Barbara had become unhappily convinced, she told David, that the vast majority of men, including those on the Left, had no real feel for the profound power that (white) men continued to exert over all others. She now felt that “our lives, women's lives, are not real to you (and to men generally)—except insofar as they support the lives of men.” Yet she felt strongly that those who called themselves “anti-imperialists” (as both she and David long had) needed to recognize “that
women
are treated as a colonized people—here and everywhere.”

Barbara urged him to read—she knew only one man [Arthur Kinoy] on the Left who had—at least some of the “extraordinary” books that feminists had written over the last few years, and specifically named the works of Firestone, Millett, Rich, Daly, and Dworkin. David would have none of it, though he acknowledged
his ignorance of the books Barbara cited—along with many other books he never seemed to have time enough to read. But he accused Barbara of “guilt-tripping” him and of setting “a bad example of communicating.” Besides, he indignantly added, he refused to “read a book written by someone who won't attend planning meetings with men, someone who insists on separate demonstrations, separate book stores, separate bars” (none of which was true of some of the women Barbara had mentioned, including herself)—“They can bloody well have a separate audience for their writing.”

They were at a stalemate—these longtime friends and political allies who shared so many values, as well as personally holding each other in high regard (“For all my disagreements and angers,” David wrote in one letter, “I love and respect you”—and Barbara felt the same).
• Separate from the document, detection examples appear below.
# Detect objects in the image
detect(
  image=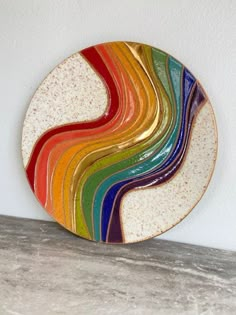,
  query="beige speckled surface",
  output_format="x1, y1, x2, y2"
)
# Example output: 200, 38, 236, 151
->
122, 102, 217, 242
22, 53, 107, 166
22, 45, 217, 243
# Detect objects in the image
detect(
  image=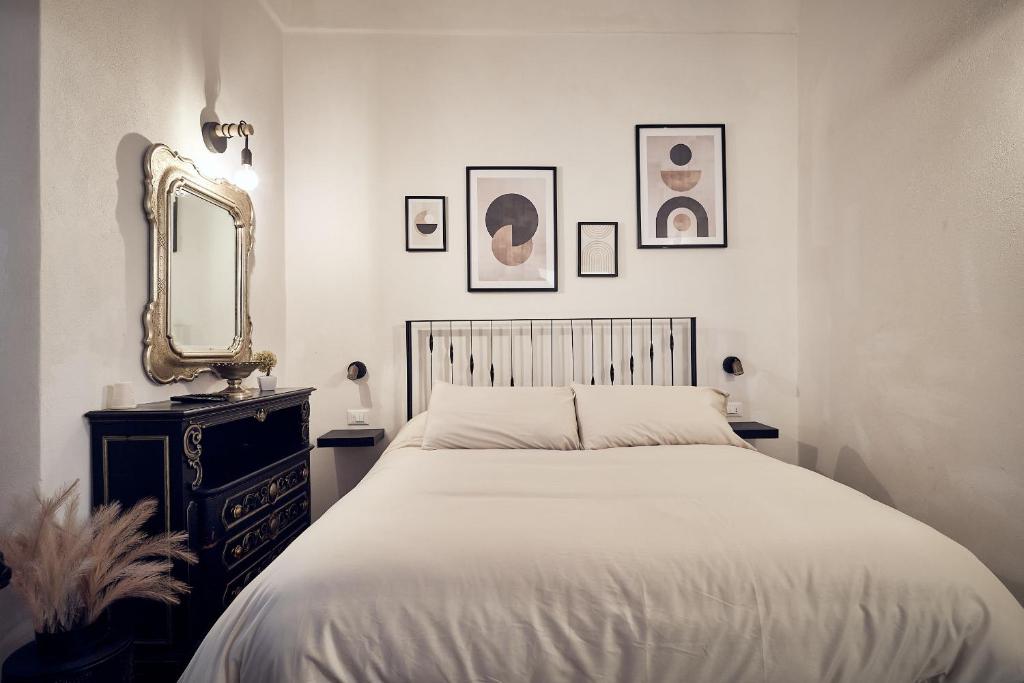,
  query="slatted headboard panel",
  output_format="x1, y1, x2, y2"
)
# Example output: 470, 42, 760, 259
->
406, 316, 697, 418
Given the time frame, the divergence between them was hardly unique. The midseventies and early eighties were marked by sharp divisions among activists on the Left—which had always been true but was more pronounced during some periods than others—as well as between self-identified gay men and lesbians. Antagonism between the New Left and the Old went back to the sixties and hinged on whether or not one believed in the centrality of the class struggle. David had been one of the few older leftists—in 1970 he was forty-one—who strongly identified with the New Left (though not with its patronization of women's liberation).
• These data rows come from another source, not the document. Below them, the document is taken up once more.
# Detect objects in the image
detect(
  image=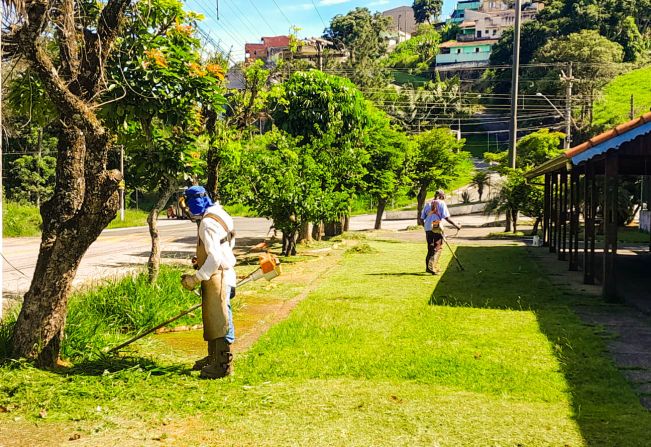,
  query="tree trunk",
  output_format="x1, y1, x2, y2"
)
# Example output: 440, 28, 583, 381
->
282, 231, 296, 256
504, 210, 511, 233
312, 222, 323, 241
373, 198, 387, 230
325, 221, 342, 237
531, 217, 542, 236
298, 222, 312, 242
147, 180, 178, 284
12, 120, 122, 367
416, 183, 429, 225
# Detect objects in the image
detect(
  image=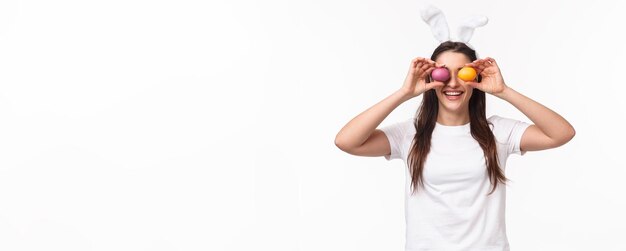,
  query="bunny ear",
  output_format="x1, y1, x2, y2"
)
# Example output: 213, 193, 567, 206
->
420, 5, 448, 42
457, 16, 489, 44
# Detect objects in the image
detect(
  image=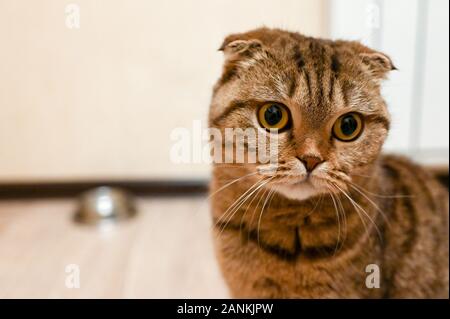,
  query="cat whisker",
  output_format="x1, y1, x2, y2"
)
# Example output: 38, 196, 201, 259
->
349, 184, 390, 225
206, 172, 258, 200
349, 182, 414, 198
216, 180, 263, 229
335, 185, 383, 241
219, 180, 270, 236
257, 189, 275, 246
328, 192, 341, 256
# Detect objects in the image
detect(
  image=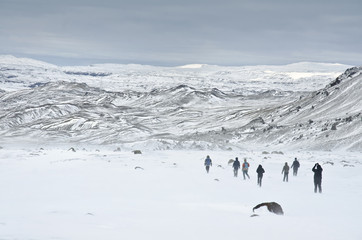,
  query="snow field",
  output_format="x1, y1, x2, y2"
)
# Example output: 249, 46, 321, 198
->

Both feminism and the gay movement had also, from their inception in the late sixties, been marked by internal conflict, with the mid-to-late seventies marking a period of heightened infighting. Liberal feminists like Betty Friedan denounced “the lavender menace” specifically, and radicals generally, for putting the women's movement in the wrong light and jeopardizing its growth. Radical feminists were themselves split into divergent ideological factions, some wanting to retain their ties to the male Left and to broad social reconstruction—even while opposing male supremacy—and others arguing for an autonomous women's movement that focused on building alternative institutions and was grounded in the conviction (which mistakenly discounted significant variations in class,
race, and ethnicity) that all women shared a universal and biologically intrinsic identity different from that of men.